As you may have heard, U-3 unemployment took a steep drop in September, from 8.1 percent to 7.8 percent. This is the first time unemployment has dipped below 8 percent since February 2009, the first full month of Barack Obama's presidency, and matches the 7.8 percent rate that held when Obama was sworn in.
Bloomberg's Alex Kowalski reports that the increase in employment will provide tons of neat stuff in terms of a Keynesian boost in aggregate demand. (Kowalski also uses the familiar adverb "unexpectedly" to describe the job numbers, but for the first time in recent memory to describe a strengthening job market.)

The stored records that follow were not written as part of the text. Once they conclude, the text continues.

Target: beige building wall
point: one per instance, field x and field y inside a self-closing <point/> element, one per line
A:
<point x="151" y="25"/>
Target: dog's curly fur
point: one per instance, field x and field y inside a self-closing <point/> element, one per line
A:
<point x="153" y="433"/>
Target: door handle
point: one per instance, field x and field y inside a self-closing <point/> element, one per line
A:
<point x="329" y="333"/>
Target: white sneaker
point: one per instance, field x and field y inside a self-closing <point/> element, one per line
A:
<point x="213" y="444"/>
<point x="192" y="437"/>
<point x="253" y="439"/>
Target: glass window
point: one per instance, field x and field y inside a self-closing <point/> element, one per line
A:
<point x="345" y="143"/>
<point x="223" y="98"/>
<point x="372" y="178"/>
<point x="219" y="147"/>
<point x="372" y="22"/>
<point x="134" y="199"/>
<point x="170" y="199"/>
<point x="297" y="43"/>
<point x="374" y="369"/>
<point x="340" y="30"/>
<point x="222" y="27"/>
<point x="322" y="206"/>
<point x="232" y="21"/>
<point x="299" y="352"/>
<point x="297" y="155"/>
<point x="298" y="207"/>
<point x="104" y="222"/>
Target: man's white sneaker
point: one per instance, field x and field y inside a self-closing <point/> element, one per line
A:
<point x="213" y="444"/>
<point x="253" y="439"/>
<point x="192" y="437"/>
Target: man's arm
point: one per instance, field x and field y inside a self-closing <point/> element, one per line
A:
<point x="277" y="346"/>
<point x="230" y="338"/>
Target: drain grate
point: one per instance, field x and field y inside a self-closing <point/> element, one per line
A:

The economy added 114,000 workers last month after a revised 142,000 gain in August that was more than initially estimated, Labor Department figures showed today in Washington. The median estimate of 92 economists surveyed by Bloomberg called for an advance of 115,000. The jobless rate dropped from 8.1 percent and hourly earnings climbed more than forecast. Improving employment prospects that lead to stronger wage growth provide workers with the wherewithal to boost their spending, helping cushion the economy from a global slowdown.
The job numbers can be considered positive only in the context of a miserable half-decade of economic growth, and they are obviously convenient for President Obama, who suffered a humiliating defeat in his debate with Republican challenger Mitt Romney Wednesday. Does that mean the numbers are cooked?
Former General Electric CEO Jack Welch seems to think so. "Unbelievable jobs numbers.." Welch tweets. "these Chicago guys will do anything..can't debate so change numbers."
This doesn't make a whole lot of sense: If the Obama administration was gaming the numbers, why didn't they do it before? And the BLS, while it is a division of the government and thus subject to political pressure, is staffed generally by career apparatchiks whose work, as I noted in a print column a while back, is extremely thorough and, by government standards, pretty transparent. Granted the Obama team's recent hanky panky with the Lockheed layoffs does not inspire much confidence in their ability to refrain from squeezing economic data, but if there's been an effort to cook the numbers we should see more smoke.
Here's a good rebuttal to Welch's claim from Lawrence Mishel of the Economic Policy Institute, who points out that the most damning case against the Bureau of Labor Statistics' claim — that the economy only added 114,000 jobs in September, seemingly not enough to account for such a precipitous drop — doesn't mean much. Single-month discrepancies of this type are not uncommon. (Related: These monthly numbers are subject to frequent revision, so the steep drop may look less impressive over time.) Labor force participation is also up, so this is not another case of large numbers of workers just leaving the work force. And unemployment claims have been rising lately. So if we leave out the conspiracy, we still have a puzzlement: Where are all these newly employed workers working?
The answer can probably be found in a combination of the unadjusted nature of the monthly data, and the fact that, this drop aside, the jobs picture is still an ugly piece of modern art. At the American Enterprise Institute, James Pethokoukis says you don't need to smell any rats to know that the labor economy still stinks:
Only in an era of depressingly diminished expectations could the September jobs report be called a good one. It really isn't. Not at all… Yes, the U-3 unemployment rate fell to 7.8%, the first time it has been below 8% since January 2009. But that's only due to a flood of 582,000 part-time jobs… Over the past 12 months, average hourly earnings have risen by just 1.8 percent. When you take inflation into account, wages are flat to down…. The broader U-6 rate — which takes into account part-time workers who want full-time work and lots of discouraged workers who've given up looking — stayed unchanged at 14.7%. That's a better gauge of the true unemployment rate and state of the American labor market. The shrunken workforce remains shrunken. If the labor force participation rate was the same as when President Obama took office, the unemployment rate would be 10.7%. If the participation rate had just stayed steady since the start of the year, the unemployment rate would be 8.4% vs. 8.3%… The 114,000 jobs created would have been a good number … but for 1962, not 2012. The U.S. economy needs 2-3 times that number every month to close the jobs gap (which is the number of jobs that the U.S. economy needs to create in order to return to pre-recession employment levels while also absorbing the people who enter the labor force each month.)… We are still on pace to create fewer jobs this year than last year.
In any event, it would be several summers of recovery too late for Obama to take credit for what is still a high unemployment rate. The Keynesian economic rescue packages, which started before Obama took office, have been in place for many years to no (or actually negative) discernible effect. The members of Obama's economic brain trust are almost totally gone, replaced by humbler figures promising much less. To say Obama can take credit for the improvement in unemployment is like saying the plot to kill Hitler worked because eventually he died.